What all this means is that not only are we navigating a new language system, we are also trying to learn how to pick up cues from what is not said. Picking up these non-verbal cues may help give us insight into the times when we do something wrong, particularly while our language abilities are still in infancy.
In the end my lack of awareness concerning the mistakes I make is just another aspect of ambiguity tolerance. But our hosts also need to be gracious and use ambiguity tolerance with us as well, until we realise or are shown our foibles. My hope is that this is creating in me more of a sense of humility, that many of my ‘sins’1 are being covered over.

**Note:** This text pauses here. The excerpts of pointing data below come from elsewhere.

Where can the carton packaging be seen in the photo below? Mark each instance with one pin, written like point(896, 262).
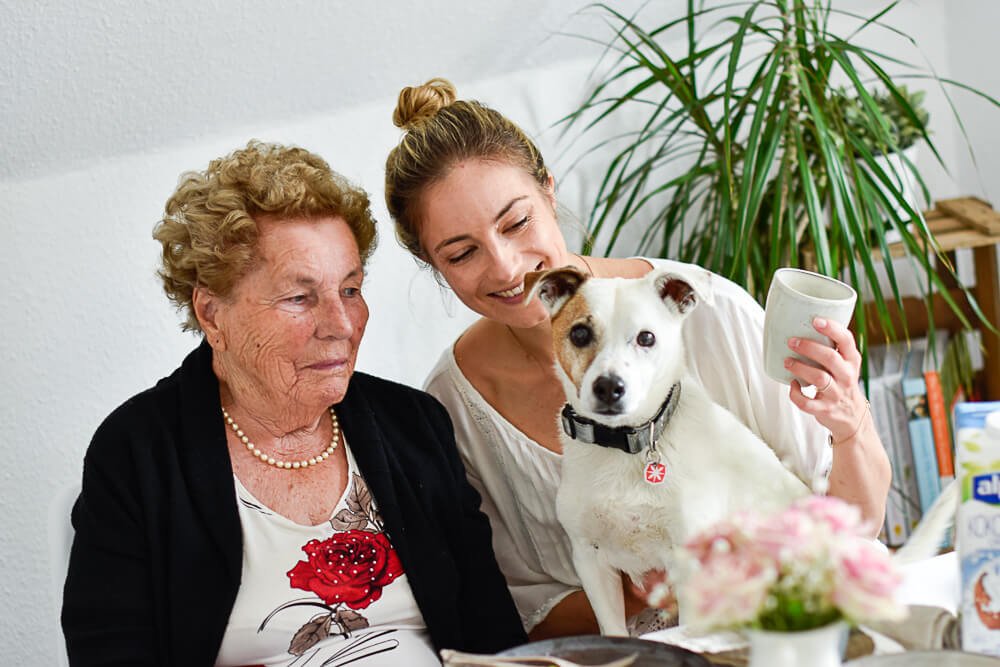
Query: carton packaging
point(978, 532)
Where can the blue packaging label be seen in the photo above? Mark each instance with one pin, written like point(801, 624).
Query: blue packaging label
point(986, 488)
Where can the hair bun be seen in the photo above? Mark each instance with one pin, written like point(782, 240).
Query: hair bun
point(420, 102)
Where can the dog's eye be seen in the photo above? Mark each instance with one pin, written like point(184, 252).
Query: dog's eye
point(581, 335)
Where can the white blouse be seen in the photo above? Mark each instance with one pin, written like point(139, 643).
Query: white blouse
point(330, 594)
point(518, 478)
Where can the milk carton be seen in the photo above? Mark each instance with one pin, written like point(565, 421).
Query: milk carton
point(978, 533)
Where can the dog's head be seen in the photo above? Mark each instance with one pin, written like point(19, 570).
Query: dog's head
point(617, 341)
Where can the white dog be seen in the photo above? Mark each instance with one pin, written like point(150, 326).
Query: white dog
point(648, 458)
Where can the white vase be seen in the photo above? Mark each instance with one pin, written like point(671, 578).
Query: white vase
point(821, 647)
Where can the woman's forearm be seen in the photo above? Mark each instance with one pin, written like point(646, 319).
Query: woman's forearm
point(573, 615)
point(861, 473)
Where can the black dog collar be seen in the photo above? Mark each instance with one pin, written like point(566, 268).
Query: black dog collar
point(629, 439)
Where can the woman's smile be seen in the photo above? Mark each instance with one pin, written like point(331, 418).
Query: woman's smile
point(487, 225)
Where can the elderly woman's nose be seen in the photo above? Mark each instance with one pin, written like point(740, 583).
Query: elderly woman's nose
point(334, 319)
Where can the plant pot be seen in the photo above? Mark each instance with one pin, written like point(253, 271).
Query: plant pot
point(821, 647)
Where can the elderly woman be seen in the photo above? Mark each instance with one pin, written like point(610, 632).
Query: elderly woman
point(265, 504)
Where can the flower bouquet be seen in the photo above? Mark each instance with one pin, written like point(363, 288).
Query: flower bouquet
point(799, 569)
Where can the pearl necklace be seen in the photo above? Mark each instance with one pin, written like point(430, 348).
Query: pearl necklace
point(287, 465)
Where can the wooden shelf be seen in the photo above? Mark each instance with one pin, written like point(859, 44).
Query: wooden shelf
point(957, 223)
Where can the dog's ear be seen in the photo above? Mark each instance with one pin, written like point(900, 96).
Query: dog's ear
point(685, 292)
point(554, 287)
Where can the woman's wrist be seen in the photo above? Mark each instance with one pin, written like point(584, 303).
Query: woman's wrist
point(858, 430)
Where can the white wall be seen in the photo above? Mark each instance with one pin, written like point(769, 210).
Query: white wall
point(85, 324)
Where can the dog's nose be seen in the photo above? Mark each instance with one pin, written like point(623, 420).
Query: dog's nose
point(609, 389)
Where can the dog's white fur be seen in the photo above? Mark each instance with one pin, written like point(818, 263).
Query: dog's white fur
point(615, 520)
point(715, 464)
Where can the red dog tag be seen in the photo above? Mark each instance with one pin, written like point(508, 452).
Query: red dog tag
point(656, 472)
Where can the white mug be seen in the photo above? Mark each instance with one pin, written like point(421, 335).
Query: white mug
point(794, 299)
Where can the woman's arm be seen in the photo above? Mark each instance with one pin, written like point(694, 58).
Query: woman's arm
point(107, 607)
point(573, 615)
point(861, 471)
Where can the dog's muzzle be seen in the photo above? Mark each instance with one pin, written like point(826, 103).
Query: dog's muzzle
point(629, 439)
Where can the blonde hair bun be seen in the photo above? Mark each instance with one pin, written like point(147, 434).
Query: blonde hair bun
point(419, 102)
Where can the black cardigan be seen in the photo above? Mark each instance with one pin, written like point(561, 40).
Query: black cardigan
point(156, 559)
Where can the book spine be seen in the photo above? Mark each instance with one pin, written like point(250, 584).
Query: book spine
point(897, 526)
point(939, 425)
point(921, 441)
point(903, 477)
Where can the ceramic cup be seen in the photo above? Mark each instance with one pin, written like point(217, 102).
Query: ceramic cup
point(793, 300)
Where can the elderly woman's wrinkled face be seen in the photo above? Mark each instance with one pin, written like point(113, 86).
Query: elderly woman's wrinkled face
point(293, 324)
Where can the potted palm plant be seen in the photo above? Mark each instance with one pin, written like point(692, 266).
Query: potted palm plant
point(758, 147)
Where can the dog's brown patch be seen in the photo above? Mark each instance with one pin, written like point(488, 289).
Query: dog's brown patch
point(574, 360)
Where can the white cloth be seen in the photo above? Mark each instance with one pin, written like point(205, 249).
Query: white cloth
point(518, 477)
point(388, 631)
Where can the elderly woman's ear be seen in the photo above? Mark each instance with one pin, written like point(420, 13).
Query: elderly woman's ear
point(205, 303)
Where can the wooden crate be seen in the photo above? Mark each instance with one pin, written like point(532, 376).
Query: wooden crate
point(966, 222)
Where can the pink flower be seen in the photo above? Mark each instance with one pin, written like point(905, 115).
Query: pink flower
point(730, 590)
point(865, 580)
point(796, 568)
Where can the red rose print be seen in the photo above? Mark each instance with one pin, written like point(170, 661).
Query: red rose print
point(351, 568)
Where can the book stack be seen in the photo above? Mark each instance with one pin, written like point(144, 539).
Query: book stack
point(913, 389)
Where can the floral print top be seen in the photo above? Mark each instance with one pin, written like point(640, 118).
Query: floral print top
point(326, 595)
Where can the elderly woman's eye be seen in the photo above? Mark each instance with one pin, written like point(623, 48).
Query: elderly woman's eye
point(581, 335)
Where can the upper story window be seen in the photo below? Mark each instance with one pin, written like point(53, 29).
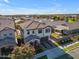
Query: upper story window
point(33, 32)
point(10, 33)
point(39, 30)
point(5, 34)
point(47, 30)
point(28, 32)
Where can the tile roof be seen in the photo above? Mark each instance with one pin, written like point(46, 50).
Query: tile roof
point(31, 24)
point(6, 22)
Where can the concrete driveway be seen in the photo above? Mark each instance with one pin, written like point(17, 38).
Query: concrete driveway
point(74, 53)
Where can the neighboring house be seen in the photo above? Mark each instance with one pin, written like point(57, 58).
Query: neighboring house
point(7, 32)
point(54, 53)
point(32, 30)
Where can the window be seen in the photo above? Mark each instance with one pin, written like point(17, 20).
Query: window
point(28, 32)
point(10, 33)
point(33, 32)
point(39, 30)
point(47, 30)
point(5, 34)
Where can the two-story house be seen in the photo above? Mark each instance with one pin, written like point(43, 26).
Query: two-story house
point(7, 32)
point(34, 30)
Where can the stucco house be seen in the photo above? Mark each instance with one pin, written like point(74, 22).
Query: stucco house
point(7, 32)
point(34, 30)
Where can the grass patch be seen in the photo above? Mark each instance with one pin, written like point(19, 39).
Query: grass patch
point(69, 48)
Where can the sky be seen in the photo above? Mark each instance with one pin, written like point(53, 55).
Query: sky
point(10, 7)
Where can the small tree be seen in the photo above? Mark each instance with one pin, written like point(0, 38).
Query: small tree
point(23, 52)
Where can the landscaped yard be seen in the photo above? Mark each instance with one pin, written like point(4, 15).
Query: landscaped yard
point(55, 35)
point(71, 20)
point(43, 57)
point(71, 47)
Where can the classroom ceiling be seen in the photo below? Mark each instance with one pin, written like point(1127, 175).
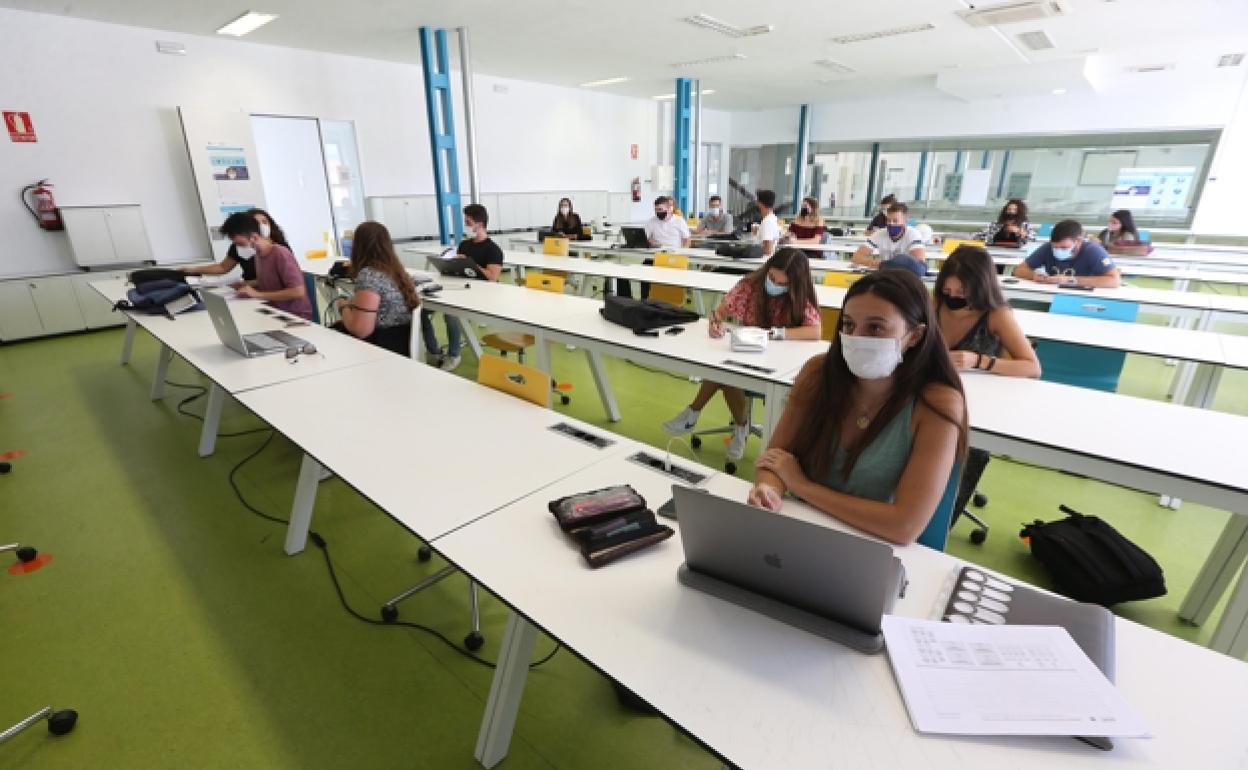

- I actually think this aspect of culture learning is a great analogy for the Christian life. That is, in the early days we sin in tonnes of different ways that we are completely ignorant about. As we grow as Christians, it is through being confronted with God’s Word are shown just how sinful we are–the true extent of our mistakes and failures. As we see our sin more clearly we come to see God’s grace to us in Jesus death more and more deeply. My sins are not just those that I see or know. I’m am sinning constantly and much more deeply than I can know, yet Jesus death has paid for all these unintentional sins as well. ↩
Praying for you guys … I’m up with Mum and Dad at the moment and will be remembering to pray more – because of Mum’s dementia most of our communication is non- verbal although when I’m in synch I get a clap or a big open smile and it means I’ve understood! Same but different!
Thx for the reflection and your prayer for us. I think that situation with your mum is completely the same. As I’m made aware of the many oblivious mistakes I make with people of another culture it makes me reflect on that occurence with people in my own culture, particularly my kids.